Given that, if any whole number above 1 and below or up to sqrroot(n) divides evenly into n, then n cannot be a prime number.

Pseudo-code example:

i = 2;

is_prime = true;

while loop (i <= sqrroot(n))
{
  if (n % i == 0)
  {
    is_prime = false;
    exit while;
  }
  ++i;
}

Answer 3

Let's say we have a number "a", which is not prime [not prime/composite number means - a number which can be divided evenly by numbers other than 1 or itself. For example, 6 can be divided evenly by 2, or by 3, as well as by 1 or 6].

6 = 1 × 6 or 6 = 2 × 3

So now if "a" is not prime then it can be divided by two other numbers and let's say those numbers are "b" and "c". Which means

a=b*c.

Now if "b" or "c" , any of them is greater than square root of "a "than multiplication of "b" & "c" will be greater than "a".

So, "b" or "c" is always <= square root of "a" to prove the equation "a=b*c".

Because of the above reason, when we test if a number is prime or not, we only check until square root of that number.

Answer 4

Let's say m = sqrt(n) then m × m = n. Now if n is not a prime then n can be written as n = a × b, so m × m = a × b. Notice that m is a real number whereas n, a and b are natural numbers.

Now there can be 3 cases:

1. a > m ⇒ b < m
2. a = m ⇒ b = m
3. a < m ⇒ b > m

In all 3 cases, min(a, b) ≤ m.
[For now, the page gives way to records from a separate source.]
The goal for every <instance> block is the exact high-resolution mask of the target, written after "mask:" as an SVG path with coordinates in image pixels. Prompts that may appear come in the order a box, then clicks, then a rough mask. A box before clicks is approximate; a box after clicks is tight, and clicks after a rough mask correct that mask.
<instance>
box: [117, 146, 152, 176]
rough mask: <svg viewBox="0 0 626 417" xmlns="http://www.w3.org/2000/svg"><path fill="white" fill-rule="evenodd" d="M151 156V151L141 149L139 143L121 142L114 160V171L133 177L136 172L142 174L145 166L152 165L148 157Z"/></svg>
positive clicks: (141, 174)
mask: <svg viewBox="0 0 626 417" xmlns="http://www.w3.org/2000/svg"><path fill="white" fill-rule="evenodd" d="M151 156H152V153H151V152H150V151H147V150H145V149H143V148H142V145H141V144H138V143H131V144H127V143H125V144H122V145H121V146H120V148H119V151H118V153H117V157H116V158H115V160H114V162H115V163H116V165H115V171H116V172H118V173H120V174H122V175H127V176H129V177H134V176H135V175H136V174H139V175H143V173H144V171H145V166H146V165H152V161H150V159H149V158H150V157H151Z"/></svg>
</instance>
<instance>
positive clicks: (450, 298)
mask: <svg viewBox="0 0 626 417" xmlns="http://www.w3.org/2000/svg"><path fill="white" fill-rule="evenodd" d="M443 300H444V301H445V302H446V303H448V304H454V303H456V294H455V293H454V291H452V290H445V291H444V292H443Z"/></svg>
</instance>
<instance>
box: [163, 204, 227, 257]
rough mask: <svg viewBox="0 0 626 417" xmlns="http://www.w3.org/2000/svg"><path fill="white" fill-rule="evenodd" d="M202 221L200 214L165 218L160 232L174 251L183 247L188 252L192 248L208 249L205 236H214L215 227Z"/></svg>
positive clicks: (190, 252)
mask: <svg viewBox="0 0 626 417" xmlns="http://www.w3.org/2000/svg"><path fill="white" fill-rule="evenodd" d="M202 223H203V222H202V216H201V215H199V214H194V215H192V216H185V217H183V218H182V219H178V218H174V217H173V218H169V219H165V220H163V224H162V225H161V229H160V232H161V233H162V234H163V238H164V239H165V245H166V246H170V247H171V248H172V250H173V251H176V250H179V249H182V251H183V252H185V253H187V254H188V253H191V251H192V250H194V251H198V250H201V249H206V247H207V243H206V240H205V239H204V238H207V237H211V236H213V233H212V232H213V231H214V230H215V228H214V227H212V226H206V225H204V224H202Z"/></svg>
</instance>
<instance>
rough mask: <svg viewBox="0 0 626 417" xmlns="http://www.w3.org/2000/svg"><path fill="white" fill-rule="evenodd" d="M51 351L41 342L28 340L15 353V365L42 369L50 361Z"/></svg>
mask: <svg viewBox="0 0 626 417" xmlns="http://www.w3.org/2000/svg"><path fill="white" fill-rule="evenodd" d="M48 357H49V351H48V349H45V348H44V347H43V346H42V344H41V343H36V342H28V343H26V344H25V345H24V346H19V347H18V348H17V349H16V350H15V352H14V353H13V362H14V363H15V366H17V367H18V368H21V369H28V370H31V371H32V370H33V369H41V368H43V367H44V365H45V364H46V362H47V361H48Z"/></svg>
Hence if we search till m, we are bound to find at least one factor of n, which is enough to show that n is not prime.

Answer 5

So to check whether a number N is Prime or not. We need to only check if N is divisible by numbers<=SQROOT(N). This is because, if we factor N into any 2 factors say X and Y, ie. N=XY. Each of X and Y cannot be less than SQROOT(N) because then, XY < N Each of X and Y cannot be greater than SQROOT(N) because then, X*Y > N

Therefore one factor must be less than or equal to SQROOT(N) ( while the other factor is greater than or equal to SQROOT(N) ). So to check if N is Prime we need only check those numbers <= SQROOT(N).

Answer 6

Any composite number is a product of primes.

Let say n = p1 * p2, where p2 > p1 and they are primes.

If n % p1 === 0 then n is a composite number.

If n % p2 === 0 then guess what n % p1 === 0 as well!

So there is no way that if n % p2 === 0 but n % p1 !== 0 at the same time. In other words if a composite number n can be divided evenly by p2,p3...pi (its greater factor) it must be divided by its lowest factor p1 too. It turns out that the lowest factor p1 <= Math.square(n) is always true.